Een volledige lijst van gratie van Bush (1989-1992)
President Clinton's meest controversiële gratie was van miljardair financier Marc Rich. Zijn connectie met de politieke en zakelijke elite van beide partijen toont aan dat de verschillen tussen machthebbers minder verschillend zijn dan de verschillen tussen machthebbers en machthebbers.
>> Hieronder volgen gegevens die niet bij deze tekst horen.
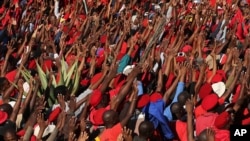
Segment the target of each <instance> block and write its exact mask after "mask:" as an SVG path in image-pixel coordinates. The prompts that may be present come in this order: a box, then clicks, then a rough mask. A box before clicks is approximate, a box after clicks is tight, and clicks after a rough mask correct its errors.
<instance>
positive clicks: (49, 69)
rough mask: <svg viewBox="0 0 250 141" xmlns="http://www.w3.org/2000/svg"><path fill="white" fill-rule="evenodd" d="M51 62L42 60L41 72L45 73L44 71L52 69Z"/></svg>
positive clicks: (45, 71) (44, 60) (52, 64)
mask: <svg viewBox="0 0 250 141" xmlns="http://www.w3.org/2000/svg"><path fill="white" fill-rule="evenodd" d="M52 65H53V62H52V61H51V60H44V62H43V65H42V69H43V71H45V72H46V70H48V71H49V70H51V69H52Z"/></svg>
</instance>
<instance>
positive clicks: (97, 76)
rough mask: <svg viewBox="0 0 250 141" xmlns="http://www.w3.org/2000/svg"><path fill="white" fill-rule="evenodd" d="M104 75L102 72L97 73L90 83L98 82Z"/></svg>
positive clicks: (94, 75) (91, 78) (93, 76)
mask: <svg viewBox="0 0 250 141" xmlns="http://www.w3.org/2000/svg"><path fill="white" fill-rule="evenodd" d="M101 77H102V72H100V73H97V74H95V75H94V76H93V77H92V78H91V81H90V84H94V83H96V82H97V81H98V80H100V78H101Z"/></svg>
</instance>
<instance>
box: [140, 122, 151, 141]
mask: <svg viewBox="0 0 250 141" xmlns="http://www.w3.org/2000/svg"><path fill="white" fill-rule="evenodd" d="M153 132H154V125H153V123H152V122H150V121H143V122H141V124H140V125H139V136H140V137H143V138H145V139H148V138H149V137H151V136H152V135H153Z"/></svg>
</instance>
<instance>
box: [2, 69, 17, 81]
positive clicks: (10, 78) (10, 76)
mask: <svg viewBox="0 0 250 141" xmlns="http://www.w3.org/2000/svg"><path fill="white" fill-rule="evenodd" d="M16 73H17V70H16V69H15V70H13V71H11V72H8V73H7V74H6V75H5V78H7V79H8V81H9V82H14V80H15V77H16Z"/></svg>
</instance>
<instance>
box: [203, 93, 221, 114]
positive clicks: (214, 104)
mask: <svg viewBox="0 0 250 141" xmlns="http://www.w3.org/2000/svg"><path fill="white" fill-rule="evenodd" d="M218 99H219V98H218V95H216V94H210V95H207V96H206V97H204V99H203V100H202V102H201V106H202V108H203V109H204V110H206V111H208V110H211V109H213V108H214V107H215V106H216V105H217V103H218Z"/></svg>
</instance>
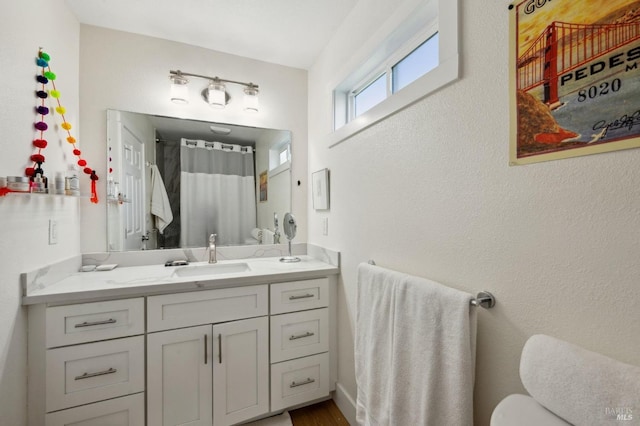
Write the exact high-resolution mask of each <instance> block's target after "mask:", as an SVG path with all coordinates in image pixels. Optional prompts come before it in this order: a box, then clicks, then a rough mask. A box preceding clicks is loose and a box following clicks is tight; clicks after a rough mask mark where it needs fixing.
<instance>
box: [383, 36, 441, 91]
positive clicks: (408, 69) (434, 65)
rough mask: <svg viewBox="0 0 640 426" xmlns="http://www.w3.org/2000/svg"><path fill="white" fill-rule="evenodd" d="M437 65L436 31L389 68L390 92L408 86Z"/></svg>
mask: <svg viewBox="0 0 640 426" xmlns="http://www.w3.org/2000/svg"><path fill="white" fill-rule="evenodd" d="M437 66H438V33H435V34H434V35H432V36H431V37H429V38H428V39H427V41H425V42H424V43H422V44H421V45H420V46H418V48H417V49H416V50H414V51H413V52H411V53H409V54H408V55H407V56H405V57H404V58H403V59H402V60H401V61H400V62H398V63H397V64H395V65H394V66H393V67H392V68H391V75H392V82H393V84H392V92H393V93H396V92H397V91H398V90H400V89H402V88H404V87H406V86H408V85H409V84H411V83H413V82H414V81H416V80H417V79H418V78H420V77H422V76H423V75H425V74H426V73H428V72H429V71H431V70H432V69H434V68H435V67H437Z"/></svg>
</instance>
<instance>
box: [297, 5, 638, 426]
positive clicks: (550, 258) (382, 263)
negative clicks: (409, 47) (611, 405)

Bijvoorbeeld:
Quinn, voormalig raadsman van het Witte Huis, leidt zijn advocatenpraktijk bij Ed Gillespie, een belangrijke Bush-adviseur en voormalig hoofd van de GOP.
Bovendien vergaf Clinton Susan McDougal (Whitewater), voormalig minister van Volkshuisvesting Henry Cisneros (gelogen tegen FBI-onderzoekers over betalingen aan zijn minnares) en ex-CIA-chef John Deutch ('gedwongen uit te komen bij de CIA toen hij White House beweerde dat Amerikaanse raketten beweren stakingen in Irak waren effectief ").
Bekijk de lijst met gratie van Clinton (1993-2000)
Toen het einde van de termijn van president Bush naderde, had hij ongeveer de helft zoveel mensen gratie verleend als zijn eerdere voorgangers met twee termijnen, Clinton en Ronald Reagan. Bush heeft gratie verleend voor vele kleine misdaden die in het verleden tientallen jaren zijn gepleegd, variërend van het bezit van marihuana tot maanschijn.
Vlak voor Thanksgiving 2008 griep president Bush 14 en zet de straf van nog eens twee om. Dit bracht zijn gratie totaal op 171 en het aantal woon-werkverkeer op acht.
In een van de meest spraakmakende zaken van zijn regering, die van Scooter Libby, heeft president Bush geen gratie verleend. Hij heeft echter Libby's straf omgezet.
Een andere spraakmakende woon-werkstraf was die van hiphopmuzikant John Forte, die in 2001 werd veroordeeld wegens drugssmokkel. In Texas.
Vlak voor Kerstmis gratie aan Isaac Toussie, die 'in 2001 schuldig pleitte voor het gebruik van valse documenten om hypotheken te laten verzekeren door het ministerie van Huisvesting en Stedelijke Ontwikkeling, en in 2002 om fraude te mailen, waarbij hij toegaf dat hij ambtenaren in Suffolk County had overgehaald om te veel te betalen voor land."
Bush heeft de gratie de volgende dag ingetrokken nadat persberichten onthulden dat zijn vader, Robert Toussie, "onlangs $ 30.800 aan Republikeinen schonk.
Bush liet een gratie bestaan voor Alan Maiss, die $ 1500 had bijgedragen aan de herverkiezingscampagne van de president in 2004; hij diende een jaar voorwaardelijk. In 1995 slaagde Maiss er niet in 'de vermeende banden van een collega-gamingmanager met de georganiseerde misdaad te melden'.
Bush had 19 gratie verleend en voorzag in clementie.
Bekijk een lijst met gratie en commutaties van president George W. Bush.